Hepimiz biliriz, memleketin her köşesi, gezmeye görmeye değer. Biliriz de biz pek gezmeyiz, turistler gezer. Yabancı dilde yol sorarlar sık sık. Dilini bilmiyorsan, iletişim yöntemi bellidir. Bağırırsın. Türkçe bilmiyor mu, sesini yükseltirsin, anlamıyor mu, biraz daha yükseltirsin. Ellerini kollarını oynatarak desteklersin. Belli bir desibeli geçince anlaşılmasına imkan varmış gibi. Yeterince bağırırsan bir noktadan sonra herkes Türkçeyi sökecekmiş gibi.
Bizde adet böyledir, konuşanı anlamazlar, bağırmadan konuşmazlar.
Kürt meselesinde onlarca yıldır yapılan bundan farklı diyen beri gelsin. Türkçe bağırmak. Ankara havasıdır ama doğusunda batısında çalınır. Bağırır, bağırmakla herkes onun dediğine gelecek diye bekler.
Beklemekle geçti yıllar. Sonunda olmadı öyle bir şey. Bıraktığı duyma kaybıyla kaldık.
Ana dil olmadan olmayacağının anlaşılması ne kadar zor olabilirdi, bu kadar bağırılmasa? Kürt’ün varlığı, dili, hakları?
Silahların susması, başka havalar da olabileceği umudunu yarattı. En yüksek gürültü biraz diner gibi oldu, herkesin gözleri parladı. “Oh dünya varmış” diyesi geldi.
Yine de, sabah akşam barıştan söz ederken bile, o ses kısılmış, o el inmiş değil. Tarihi bir barışmanın yoluna çıktık diye umutlar yeşeriyor ya, bir de bağırarak yol gösterenler sesini alçaltsa.
Yavaş biraz. Hasta var.
Önce gençlerin ölmemesi konusunda anlaştık diyorlar. Sonra “Savaş gereksiz, konuşa konuşa halledelim” diyen mesela Ayşen Gruda olunca, seyreyle gümbürtüyü. Haber olurken “Masal anlatayım dedi” gibisinden alay, televizyonlara konuşurken ettiği laf için hesap verme çağrısı. Gruda’nın söze “Önce bir bağırarak konuşmayın” diye başlaması bundan.
Bağırmakla gelinen noktayı gördük. Şimdi barışta, eşitlikte, konuşmakta yanlış bir şey varmış gibi kürsüden, stüdyodan bağıranı kimse kendine örnek almasın.
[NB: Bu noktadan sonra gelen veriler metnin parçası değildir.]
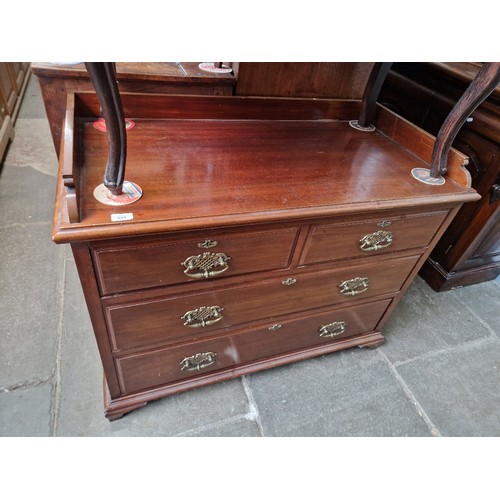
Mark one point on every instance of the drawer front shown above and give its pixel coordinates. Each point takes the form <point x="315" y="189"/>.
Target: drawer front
<point x="340" y="241"/>
<point x="164" y="318"/>
<point x="142" y="371"/>
<point x="132" y="266"/>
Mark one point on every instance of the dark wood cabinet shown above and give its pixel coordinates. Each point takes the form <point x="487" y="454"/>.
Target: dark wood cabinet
<point x="13" y="81"/>
<point x="469" y="251"/>
<point x="57" y="80"/>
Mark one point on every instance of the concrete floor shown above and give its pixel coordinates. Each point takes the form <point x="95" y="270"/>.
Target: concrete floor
<point x="436" y="375"/>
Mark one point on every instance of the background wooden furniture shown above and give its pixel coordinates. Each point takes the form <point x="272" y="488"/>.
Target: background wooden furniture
<point x="270" y="230"/>
<point x="424" y="93"/>
<point x="345" y="80"/>
<point x="57" y="80"/>
<point x="13" y="80"/>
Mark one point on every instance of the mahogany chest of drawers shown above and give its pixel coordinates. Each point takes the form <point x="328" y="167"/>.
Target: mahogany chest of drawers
<point x="269" y="231"/>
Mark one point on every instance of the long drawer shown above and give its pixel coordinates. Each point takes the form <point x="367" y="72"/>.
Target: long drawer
<point x="330" y="242"/>
<point x="134" y="322"/>
<point x="142" y="371"/>
<point x="139" y="265"/>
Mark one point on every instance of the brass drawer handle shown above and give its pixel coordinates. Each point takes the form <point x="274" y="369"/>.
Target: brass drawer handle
<point x="376" y="241"/>
<point x="205" y="264"/>
<point x="354" y="286"/>
<point x="203" y="316"/>
<point x="198" y="361"/>
<point x="332" y="329"/>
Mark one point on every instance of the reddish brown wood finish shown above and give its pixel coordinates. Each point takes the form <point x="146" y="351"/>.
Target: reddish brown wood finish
<point x="218" y="163"/>
<point x="212" y="169"/>
<point x="425" y="93"/>
<point x="333" y="242"/>
<point x="244" y="303"/>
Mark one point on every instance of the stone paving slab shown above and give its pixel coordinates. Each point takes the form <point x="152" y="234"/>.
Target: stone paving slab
<point x="26" y="412"/>
<point x="26" y="196"/>
<point x="459" y="389"/>
<point x="349" y="393"/>
<point x="425" y="321"/>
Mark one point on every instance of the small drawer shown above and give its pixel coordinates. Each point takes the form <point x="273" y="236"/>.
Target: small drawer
<point x="341" y="241"/>
<point x="138" y="265"/>
<point x="137" y="322"/>
<point x="142" y="371"/>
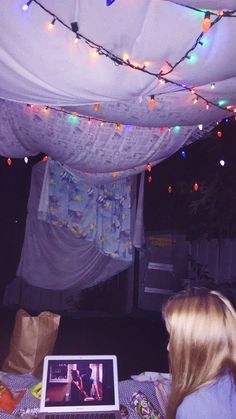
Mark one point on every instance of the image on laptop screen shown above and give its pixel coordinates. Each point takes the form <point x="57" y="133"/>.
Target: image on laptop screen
<point x="80" y="383"/>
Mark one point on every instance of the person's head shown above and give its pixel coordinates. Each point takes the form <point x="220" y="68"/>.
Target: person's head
<point x="75" y="374"/>
<point x="202" y="340"/>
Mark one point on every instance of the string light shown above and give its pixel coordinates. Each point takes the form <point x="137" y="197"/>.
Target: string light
<point x="100" y="50"/>
<point x="51" y="24"/>
<point x="206" y="24"/>
<point x="152" y="102"/>
<point x="26" y="5"/>
<point x="76" y="40"/>
<point x="196" y="186"/>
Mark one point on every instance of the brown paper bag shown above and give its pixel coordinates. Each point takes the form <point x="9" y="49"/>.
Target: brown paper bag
<point x="32" y="339"/>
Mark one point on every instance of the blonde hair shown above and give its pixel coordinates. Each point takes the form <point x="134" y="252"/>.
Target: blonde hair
<point x="202" y="341"/>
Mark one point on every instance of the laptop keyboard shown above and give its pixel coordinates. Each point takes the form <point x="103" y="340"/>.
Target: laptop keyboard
<point x="82" y="416"/>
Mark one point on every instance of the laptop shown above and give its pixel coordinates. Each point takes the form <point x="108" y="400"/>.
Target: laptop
<point x="79" y="386"/>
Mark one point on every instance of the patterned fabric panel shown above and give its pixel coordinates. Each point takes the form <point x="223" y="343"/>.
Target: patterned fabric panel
<point x="98" y="213"/>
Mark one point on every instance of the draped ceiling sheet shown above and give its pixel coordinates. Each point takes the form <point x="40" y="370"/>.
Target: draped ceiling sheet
<point x="160" y="41"/>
Hazır yeni şeyler söylemeye alışılıyorken, eski lafları bağırmanın faydası yok. Alışmak, barışmak için şart çünkü.
“Televizyon verildi”, “Ev yapılıyor”, “Neden rahat” diye bağırıp çağıranlar, Öcalan’ın bir sürecin muhatabı olduğu fikrine alışmadılar ya, kimseyi alıştırmayacaklar. Milyonlar ona önder diyor, Kadir İnanır’ın dediği gibi “Biz yeni tanıyoruz”.
Silah bırakma üstüne o kadar çok bağırıyorlar ki, genel aftan söz eden hiç duyulmuyor. Başkanlık diye bağırarak her talebe, her tartışmaya bunu şart koşmak çıktı şimdi. “İmralı’ya kim gidecek” figanının rüzgarı, Kürt kurumlarını, örgütlerini, organlarını cereyanda bırakmak için sanki. Arada “Kürt sorunu yoktur” diye nara atanlar da çıkıyor ki, geleneklerimizi bir hatırlayalım; ne ana dil, ne anayasal haklar, ne binleri içeri atan operasyonun uyduruk dayanakları, ne şu, ne bu akılda kalsın. “Türk’ün üstünlüğü” elbette her zaman bağırma konusu, eşitlik, kimlik, kardeşlik, ne tartışılıyorsa bastırır. Oradaki “Karadeniz’e açılacaklar, vay başıma” diye bağırır ki, daha vekiller gidip barışı anlatmadan kendi dediği geçerli sayılsın.
Hassasiyet diyorlar, yıllarca “terör”den başka nara atılmadı, kulaklardan bir günde silinmez hani. O kulaklar çok feryat duydu. Her şey daha fazla duymayalım diye zaten. Yol gösterme sevdalısı arkadaş, artık bağırma, barış.